In 2009, Gamboa published Necropolis, an acclaimed novel that won that year'sLa Otra Orilla Literary Prize. In 2012, Europa Editions published a translation of this novel into English by Howard Curtis [ISBN 9781609450731].
As a journalist, he has been a contributor to the Latin American Service of Radio France International in Paris, a correspondent of El Tiempo of Bogotá, and columnist on the magazine Cromos. He is now resident in Rome.
Works
- 1995 Páginas de vuelta, novel.
- 1997 Perder es cuestión de método, novel.
- 2000 Vida feliz de un joven llamado Esteban.

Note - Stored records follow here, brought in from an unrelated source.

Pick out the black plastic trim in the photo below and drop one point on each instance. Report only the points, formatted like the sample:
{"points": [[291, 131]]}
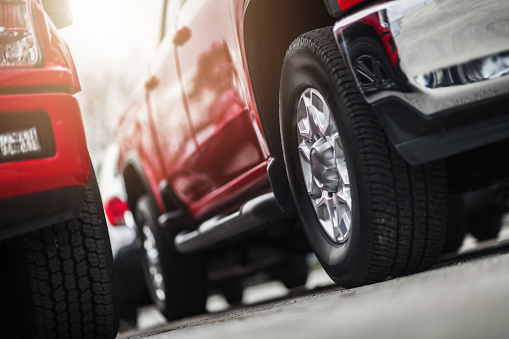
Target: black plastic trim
{"points": [[420, 138], [23, 214]]}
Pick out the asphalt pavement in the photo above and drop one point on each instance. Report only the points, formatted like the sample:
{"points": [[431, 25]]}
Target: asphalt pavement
{"points": [[467, 297]]}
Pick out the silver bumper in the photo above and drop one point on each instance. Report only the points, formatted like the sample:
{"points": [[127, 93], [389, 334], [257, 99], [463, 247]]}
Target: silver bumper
{"points": [[435, 71], [432, 54]]}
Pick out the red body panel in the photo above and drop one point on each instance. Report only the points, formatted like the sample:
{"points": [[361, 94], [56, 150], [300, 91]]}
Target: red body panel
{"points": [[217, 97], [55, 68], [70, 165], [53, 72], [197, 129]]}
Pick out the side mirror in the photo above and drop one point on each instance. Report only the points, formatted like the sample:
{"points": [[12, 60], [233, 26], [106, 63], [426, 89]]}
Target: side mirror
{"points": [[59, 12]]}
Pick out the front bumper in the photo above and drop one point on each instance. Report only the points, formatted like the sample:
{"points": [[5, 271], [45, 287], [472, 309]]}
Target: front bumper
{"points": [[38, 191], [417, 62]]}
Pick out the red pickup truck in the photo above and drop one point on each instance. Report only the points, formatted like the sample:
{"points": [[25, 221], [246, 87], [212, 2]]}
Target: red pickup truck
{"points": [[354, 121], [57, 277]]}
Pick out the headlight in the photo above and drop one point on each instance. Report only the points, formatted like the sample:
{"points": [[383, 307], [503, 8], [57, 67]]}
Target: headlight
{"points": [[17, 39]]}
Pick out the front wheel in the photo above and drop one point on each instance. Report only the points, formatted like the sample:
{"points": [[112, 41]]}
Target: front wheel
{"points": [[63, 277], [367, 213]]}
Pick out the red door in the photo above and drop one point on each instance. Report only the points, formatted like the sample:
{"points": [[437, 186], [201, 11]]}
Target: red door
{"points": [[215, 87]]}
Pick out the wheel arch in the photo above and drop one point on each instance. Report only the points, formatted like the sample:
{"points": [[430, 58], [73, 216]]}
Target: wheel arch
{"points": [[269, 27], [136, 182]]}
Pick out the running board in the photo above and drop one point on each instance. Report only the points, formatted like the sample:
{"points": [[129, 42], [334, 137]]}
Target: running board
{"points": [[252, 215]]}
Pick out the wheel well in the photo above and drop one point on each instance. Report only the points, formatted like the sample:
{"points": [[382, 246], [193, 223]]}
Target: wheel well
{"points": [[269, 29]]}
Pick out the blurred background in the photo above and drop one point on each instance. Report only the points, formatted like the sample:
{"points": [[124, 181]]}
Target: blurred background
{"points": [[111, 42]]}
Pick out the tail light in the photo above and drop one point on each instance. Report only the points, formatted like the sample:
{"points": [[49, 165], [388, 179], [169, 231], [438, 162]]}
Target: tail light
{"points": [[18, 45], [114, 209]]}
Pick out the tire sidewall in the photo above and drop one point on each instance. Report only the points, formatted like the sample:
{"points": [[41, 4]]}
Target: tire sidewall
{"points": [[304, 69]]}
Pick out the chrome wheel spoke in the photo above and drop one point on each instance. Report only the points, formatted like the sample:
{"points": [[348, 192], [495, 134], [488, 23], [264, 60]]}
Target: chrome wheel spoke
{"points": [[323, 165]]}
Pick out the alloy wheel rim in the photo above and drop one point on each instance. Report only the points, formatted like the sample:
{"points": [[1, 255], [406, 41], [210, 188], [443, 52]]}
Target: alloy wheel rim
{"points": [[323, 165], [153, 263]]}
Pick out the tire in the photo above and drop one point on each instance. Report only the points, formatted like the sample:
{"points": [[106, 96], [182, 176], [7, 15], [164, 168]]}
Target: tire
{"points": [[176, 283], [66, 272], [393, 214]]}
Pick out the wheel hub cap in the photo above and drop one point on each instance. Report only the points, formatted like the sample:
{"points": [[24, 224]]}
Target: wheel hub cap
{"points": [[154, 264], [323, 165]]}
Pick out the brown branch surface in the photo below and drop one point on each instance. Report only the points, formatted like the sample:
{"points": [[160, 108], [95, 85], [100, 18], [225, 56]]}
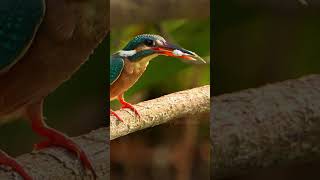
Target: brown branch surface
{"points": [[56, 163], [126, 12], [273, 125], [161, 110]]}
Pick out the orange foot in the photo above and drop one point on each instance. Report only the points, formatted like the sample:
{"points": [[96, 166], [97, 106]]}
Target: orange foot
{"points": [[8, 161], [54, 137]]}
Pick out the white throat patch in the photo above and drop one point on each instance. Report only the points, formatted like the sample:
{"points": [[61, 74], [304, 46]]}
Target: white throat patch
{"points": [[123, 53]]}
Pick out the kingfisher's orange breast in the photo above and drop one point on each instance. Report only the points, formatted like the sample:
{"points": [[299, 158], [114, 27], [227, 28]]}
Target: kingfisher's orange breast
{"points": [[129, 76]]}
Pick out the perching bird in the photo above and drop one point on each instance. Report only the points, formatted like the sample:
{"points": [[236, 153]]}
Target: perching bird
{"points": [[128, 64], [42, 43]]}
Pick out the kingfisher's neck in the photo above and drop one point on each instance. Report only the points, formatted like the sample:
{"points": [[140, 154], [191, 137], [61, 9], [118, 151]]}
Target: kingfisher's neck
{"points": [[144, 55]]}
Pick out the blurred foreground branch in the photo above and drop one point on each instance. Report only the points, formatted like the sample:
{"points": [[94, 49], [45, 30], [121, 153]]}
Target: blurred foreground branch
{"points": [[56, 163], [126, 12], [273, 125], [161, 110]]}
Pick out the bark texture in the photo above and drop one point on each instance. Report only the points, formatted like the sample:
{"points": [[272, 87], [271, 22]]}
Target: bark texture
{"points": [[56, 163], [161, 110], [273, 125]]}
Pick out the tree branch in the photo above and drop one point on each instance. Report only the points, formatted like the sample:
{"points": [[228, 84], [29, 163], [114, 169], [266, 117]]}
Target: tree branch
{"points": [[56, 163], [273, 125], [161, 110], [126, 12]]}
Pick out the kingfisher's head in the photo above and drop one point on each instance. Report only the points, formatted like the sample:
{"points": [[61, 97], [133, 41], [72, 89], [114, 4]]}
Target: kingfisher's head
{"points": [[148, 46]]}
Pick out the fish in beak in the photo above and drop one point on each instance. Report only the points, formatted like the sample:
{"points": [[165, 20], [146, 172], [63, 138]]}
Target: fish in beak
{"points": [[175, 51]]}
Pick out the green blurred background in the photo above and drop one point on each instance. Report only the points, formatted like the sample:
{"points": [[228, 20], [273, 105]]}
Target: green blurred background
{"points": [[76, 107], [261, 42], [177, 150]]}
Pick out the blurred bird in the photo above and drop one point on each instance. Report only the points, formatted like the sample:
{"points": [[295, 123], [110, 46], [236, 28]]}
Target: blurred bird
{"points": [[42, 43], [128, 64]]}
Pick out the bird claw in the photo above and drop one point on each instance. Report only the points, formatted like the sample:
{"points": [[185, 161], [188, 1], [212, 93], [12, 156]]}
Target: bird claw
{"points": [[8, 161], [65, 142]]}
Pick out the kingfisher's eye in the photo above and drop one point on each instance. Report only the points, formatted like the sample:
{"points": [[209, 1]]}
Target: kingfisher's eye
{"points": [[149, 42]]}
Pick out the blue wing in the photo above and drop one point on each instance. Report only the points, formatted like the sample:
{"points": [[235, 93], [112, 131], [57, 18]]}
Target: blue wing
{"points": [[19, 21], [116, 67]]}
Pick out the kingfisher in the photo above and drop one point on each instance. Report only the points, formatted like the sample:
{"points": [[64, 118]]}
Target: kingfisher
{"points": [[128, 64], [42, 43]]}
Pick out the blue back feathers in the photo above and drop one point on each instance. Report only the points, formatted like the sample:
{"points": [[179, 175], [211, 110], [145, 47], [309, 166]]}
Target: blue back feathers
{"points": [[116, 67], [138, 40], [19, 21]]}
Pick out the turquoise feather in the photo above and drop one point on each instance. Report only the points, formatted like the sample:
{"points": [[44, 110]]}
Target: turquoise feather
{"points": [[19, 21], [116, 67]]}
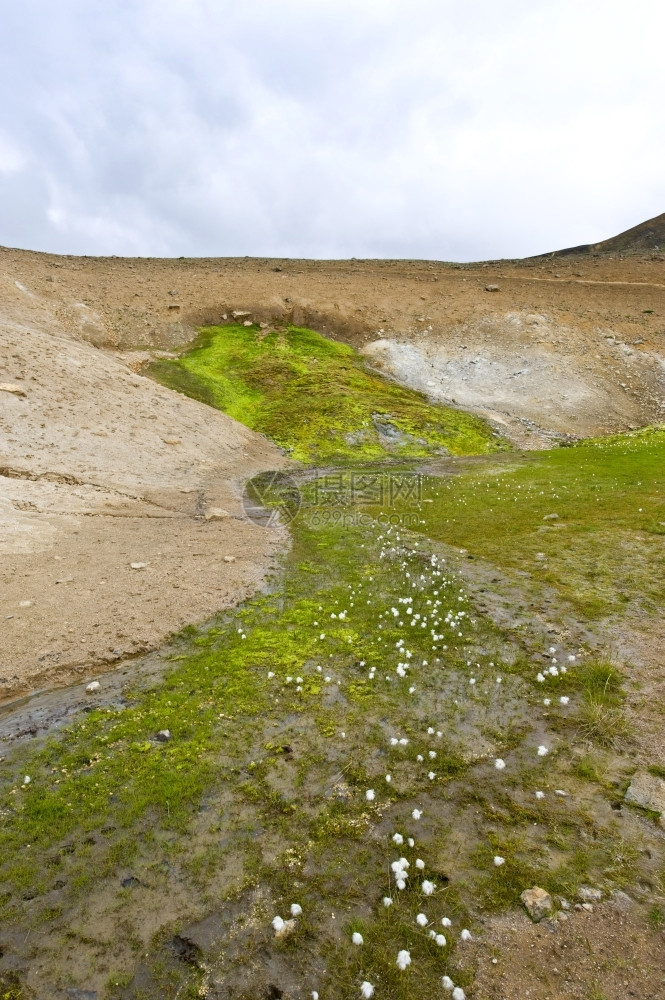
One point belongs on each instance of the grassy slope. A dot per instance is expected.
(316, 398)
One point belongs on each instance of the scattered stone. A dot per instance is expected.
(186, 950)
(588, 895)
(648, 792)
(216, 514)
(621, 900)
(537, 903)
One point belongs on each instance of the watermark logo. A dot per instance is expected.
(334, 498)
(272, 497)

- 2001 Los impostores, novel.
- 2002 Octubre en Pekín, travel book.
- 2004 El cerco de Bogotá.
- 2005 El síndrome de Ulises
- 2008 Hotel Pekin, short novel
- 2009 Necrópolis, novel.
- 2012 Plegarias nocturnas, novel.
References
- ↑ Craig-Odders, Renée W.; Collins, Jacky; Close, Glen Steven (January 2006). Hispanic and Luso-Brazilian detective fiction: essays on the género negro tradition. McFarland. pp. 151–. ISBN 978-0-7864-2426-9. Retrieved 17 June 2011.